Lego Catalogues - A Trip Down Memory Lane

As promised, here’s a post about old Lego Catalogues/Brochures/Flyers/whatever you want to call them.

For reference, the website Brickset has a whole collection of scanned catalogues, complete with a little Javascript-based interface that lets you flick through them. If you’re interested in this subject, I suggest you head over there and take a look at what they have on offer.

This one is a bit before my time, but the format is exactly the same

I Loved Lego Catalogues

I loved them for a lot of reasons. They let me know what sets were in a given collection, which help in figuring out which ones I wanted, as well as which ones I had a reasonable chance of getting.

Okay, so I actually got pretty close to getting all of these. Slowly, over time

The Catalogues also sparked my imagination. As you can see, many pages contained little scenes and dioramas showing some of the sets in “action”. Whoever staged these scenes was very good at their job. The lighting, the backdrops, and the staging of the sets themselves all worked together to create a “vibe” that was unique to each product line.

I’m pretty sure I saw these specific pages in this specific brochure when I was a wee little one. I REALLY wanted that train

When I played with, say, Space Lego sets, my minifigures from Ice Planet had different personalities, motivations, etc than those from Blacktron or Exploriens (and their vehicles all served wildly different purposes). Maybe some of that came from my imagination, but the seeds were planted by these brochures.

Even as a kid, I’m pretty sure I new Blacktron were the bad guys

I Hated Lego Catalgoues

Well, not really. I don’t think I actually hated them at the time, but they did generate some amount of negative emotions.

For example, seeing all the sets in a given product line was useful, but it also made me feel a little hopeless, knowing there was no chance I’d ever have them all.

Just look how many castles and outposts are on just these two pages

Similarly, while the dioramas inspired me, they also felt a little misleading. Even if you did have all the sets, no kid was going to be able to recreate those backdrops or lighting. You could recreate these scenes in your mind, but never in real life.

Yeah, no kid was gonna have all this

No More Need

There’s really no need for these kinds of catalogues anymore. For one, Lego isn’t really big on making original, standalone product lines like they used to, instead preferring to make sets based on lots and lots of licensed properties. And since most big licenses never really die, the product line for any given property never really stops. You can’t print out all the Star Wars sets in 2-4 pages of a brochure.

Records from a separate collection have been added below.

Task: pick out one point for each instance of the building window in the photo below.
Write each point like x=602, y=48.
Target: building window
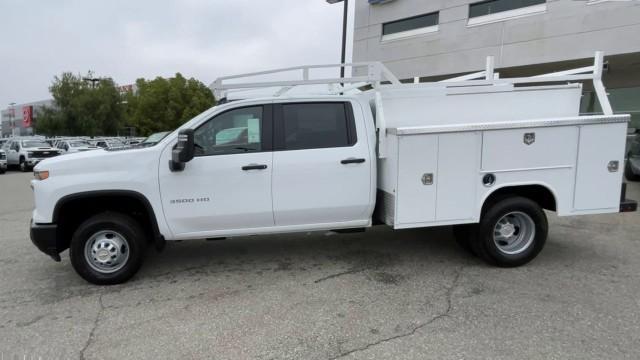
x=417, y=25
x=623, y=101
x=497, y=10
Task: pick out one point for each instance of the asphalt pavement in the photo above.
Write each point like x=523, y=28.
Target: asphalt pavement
x=377, y=295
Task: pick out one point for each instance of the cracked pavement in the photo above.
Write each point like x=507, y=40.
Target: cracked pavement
x=377, y=295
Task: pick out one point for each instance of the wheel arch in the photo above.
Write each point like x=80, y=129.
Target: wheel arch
x=91, y=203
x=541, y=193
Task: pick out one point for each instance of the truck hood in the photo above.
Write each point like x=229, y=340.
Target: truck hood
x=43, y=148
x=98, y=160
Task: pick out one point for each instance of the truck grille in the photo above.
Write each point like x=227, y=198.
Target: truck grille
x=44, y=154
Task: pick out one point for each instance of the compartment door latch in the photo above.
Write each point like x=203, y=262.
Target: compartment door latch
x=427, y=179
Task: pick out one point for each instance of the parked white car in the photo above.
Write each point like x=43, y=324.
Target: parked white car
x=27, y=153
x=484, y=155
x=108, y=144
x=74, y=146
x=3, y=161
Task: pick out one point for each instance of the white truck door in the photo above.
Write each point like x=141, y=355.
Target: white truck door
x=226, y=188
x=322, y=167
x=13, y=154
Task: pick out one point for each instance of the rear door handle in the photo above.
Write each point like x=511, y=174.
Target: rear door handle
x=254, y=167
x=352, y=161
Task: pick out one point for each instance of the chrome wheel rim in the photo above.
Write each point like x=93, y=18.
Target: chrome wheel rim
x=106, y=251
x=514, y=233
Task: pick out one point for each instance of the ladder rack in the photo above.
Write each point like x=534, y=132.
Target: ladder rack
x=377, y=74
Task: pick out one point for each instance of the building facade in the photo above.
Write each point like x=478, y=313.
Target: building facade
x=20, y=119
x=435, y=39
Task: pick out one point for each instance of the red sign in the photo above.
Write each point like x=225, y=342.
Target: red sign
x=27, y=116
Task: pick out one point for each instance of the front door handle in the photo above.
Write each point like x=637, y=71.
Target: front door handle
x=352, y=161
x=254, y=167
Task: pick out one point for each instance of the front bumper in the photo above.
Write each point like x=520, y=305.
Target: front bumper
x=44, y=237
x=32, y=162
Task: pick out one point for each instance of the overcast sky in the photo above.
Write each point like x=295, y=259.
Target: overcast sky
x=129, y=39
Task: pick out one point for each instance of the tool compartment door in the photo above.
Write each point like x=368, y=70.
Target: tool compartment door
x=416, y=199
x=598, y=186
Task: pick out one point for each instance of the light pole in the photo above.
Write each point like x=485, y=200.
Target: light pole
x=344, y=32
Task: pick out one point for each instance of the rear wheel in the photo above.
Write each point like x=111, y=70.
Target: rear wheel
x=512, y=232
x=107, y=248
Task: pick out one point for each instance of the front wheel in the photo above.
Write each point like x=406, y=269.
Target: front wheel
x=107, y=249
x=512, y=232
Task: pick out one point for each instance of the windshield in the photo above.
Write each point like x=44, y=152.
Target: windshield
x=79, y=144
x=34, y=143
x=156, y=138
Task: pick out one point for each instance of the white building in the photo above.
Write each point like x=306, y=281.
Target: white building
x=433, y=39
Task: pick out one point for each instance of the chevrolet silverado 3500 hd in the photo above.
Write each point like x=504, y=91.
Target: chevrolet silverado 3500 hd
x=488, y=155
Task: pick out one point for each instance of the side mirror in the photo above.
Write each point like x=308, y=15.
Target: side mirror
x=184, y=150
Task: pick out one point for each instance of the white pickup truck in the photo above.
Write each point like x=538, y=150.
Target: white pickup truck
x=488, y=155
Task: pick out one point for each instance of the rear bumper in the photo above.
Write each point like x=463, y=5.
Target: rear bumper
x=44, y=237
x=627, y=205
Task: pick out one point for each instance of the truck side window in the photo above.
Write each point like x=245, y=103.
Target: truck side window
x=317, y=125
x=235, y=131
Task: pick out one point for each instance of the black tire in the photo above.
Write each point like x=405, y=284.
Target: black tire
x=123, y=226
x=23, y=165
x=465, y=235
x=486, y=247
x=628, y=173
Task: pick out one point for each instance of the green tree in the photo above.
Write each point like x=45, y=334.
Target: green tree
x=165, y=104
x=82, y=108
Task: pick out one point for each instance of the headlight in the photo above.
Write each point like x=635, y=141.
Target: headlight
x=41, y=175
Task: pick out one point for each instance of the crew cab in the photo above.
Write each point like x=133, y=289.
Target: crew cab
x=27, y=153
x=483, y=155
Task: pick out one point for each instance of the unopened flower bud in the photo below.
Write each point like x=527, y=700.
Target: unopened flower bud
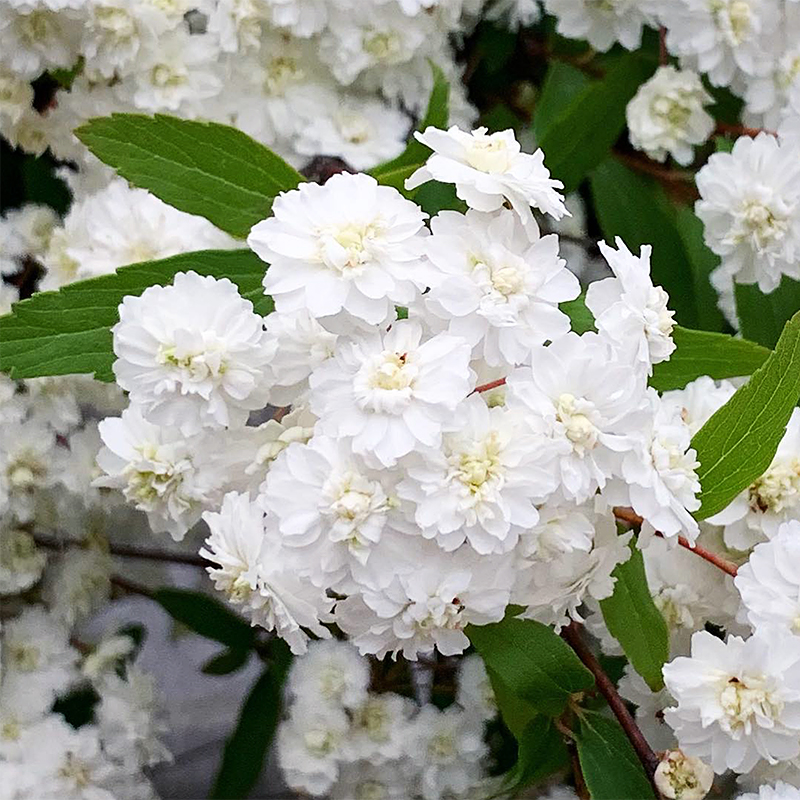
x=682, y=777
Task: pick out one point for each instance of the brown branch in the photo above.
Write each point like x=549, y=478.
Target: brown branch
x=629, y=516
x=572, y=635
x=128, y=551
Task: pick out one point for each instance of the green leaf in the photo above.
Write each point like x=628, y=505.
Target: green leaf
x=762, y=316
x=227, y=661
x=541, y=752
x=68, y=331
x=705, y=353
x=247, y=746
x=202, y=168
x=206, y=616
x=515, y=712
x=635, y=208
x=394, y=172
x=634, y=621
x=532, y=661
x=737, y=444
x=578, y=137
x=701, y=262
x=609, y=763
x=562, y=84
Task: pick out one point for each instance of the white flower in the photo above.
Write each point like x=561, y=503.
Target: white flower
x=588, y=401
x=175, y=72
x=774, y=498
x=601, y=24
x=475, y=693
x=496, y=288
x=21, y=562
x=660, y=481
x=750, y=207
x=349, y=245
x=309, y=747
x=682, y=777
x=722, y=39
x=688, y=591
x=482, y=484
x=769, y=583
x=192, y=354
x=25, y=466
x=119, y=225
x=331, y=673
x=737, y=700
x=666, y=116
x=449, y=748
x=429, y=606
x=561, y=528
x=78, y=583
x=328, y=504
x=158, y=470
x=127, y=717
x=698, y=400
x=301, y=345
x=629, y=309
x=780, y=791
x=489, y=169
x=37, y=657
x=553, y=590
x=391, y=393
x=379, y=728
x=254, y=573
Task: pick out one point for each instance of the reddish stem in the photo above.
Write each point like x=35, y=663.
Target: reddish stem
x=632, y=518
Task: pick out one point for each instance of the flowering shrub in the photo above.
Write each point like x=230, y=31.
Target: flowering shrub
x=494, y=503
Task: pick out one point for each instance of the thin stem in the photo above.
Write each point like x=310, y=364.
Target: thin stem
x=129, y=551
x=491, y=385
x=572, y=635
x=632, y=518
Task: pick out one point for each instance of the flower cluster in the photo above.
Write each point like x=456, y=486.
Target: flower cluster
x=343, y=740
x=46, y=753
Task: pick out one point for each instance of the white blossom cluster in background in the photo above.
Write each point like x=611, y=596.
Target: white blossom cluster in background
x=42, y=755
x=440, y=464
x=47, y=464
x=342, y=739
x=305, y=77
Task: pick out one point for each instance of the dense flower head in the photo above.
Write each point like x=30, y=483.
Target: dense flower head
x=192, y=354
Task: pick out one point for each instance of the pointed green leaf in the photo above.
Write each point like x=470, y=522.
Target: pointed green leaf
x=762, y=316
x=634, y=621
x=739, y=442
x=207, y=617
x=532, y=661
x=68, y=332
x=610, y=767
x=202, y=168
x=246, y=748
x=579, y=136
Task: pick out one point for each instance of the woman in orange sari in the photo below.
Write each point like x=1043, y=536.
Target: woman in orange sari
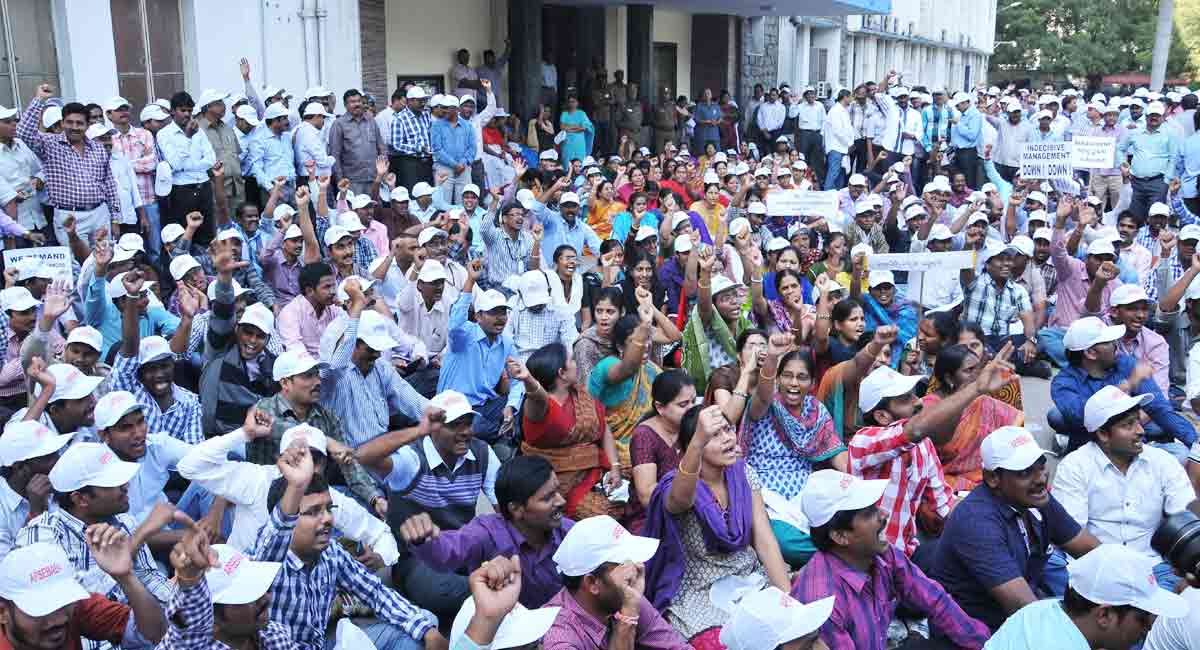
x=567, y=427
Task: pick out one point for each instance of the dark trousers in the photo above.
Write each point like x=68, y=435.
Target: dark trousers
x=411, y=170
x=192, y=198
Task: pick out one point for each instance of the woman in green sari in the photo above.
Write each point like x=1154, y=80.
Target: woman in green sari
x=709, y=339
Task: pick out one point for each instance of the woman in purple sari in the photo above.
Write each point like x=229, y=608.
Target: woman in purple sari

I can’t wrap this up without at least one page from the Pirates section

Second, modern Lego (the company, not the product) is seemingly much more interested in making big, splashy, individual sets, and hyping them up on social media. This Catalogue format runs counter to that approach.

In other words, they’re a relic of the past, a time when Lego’s business model and communication channels were different, for better or worse.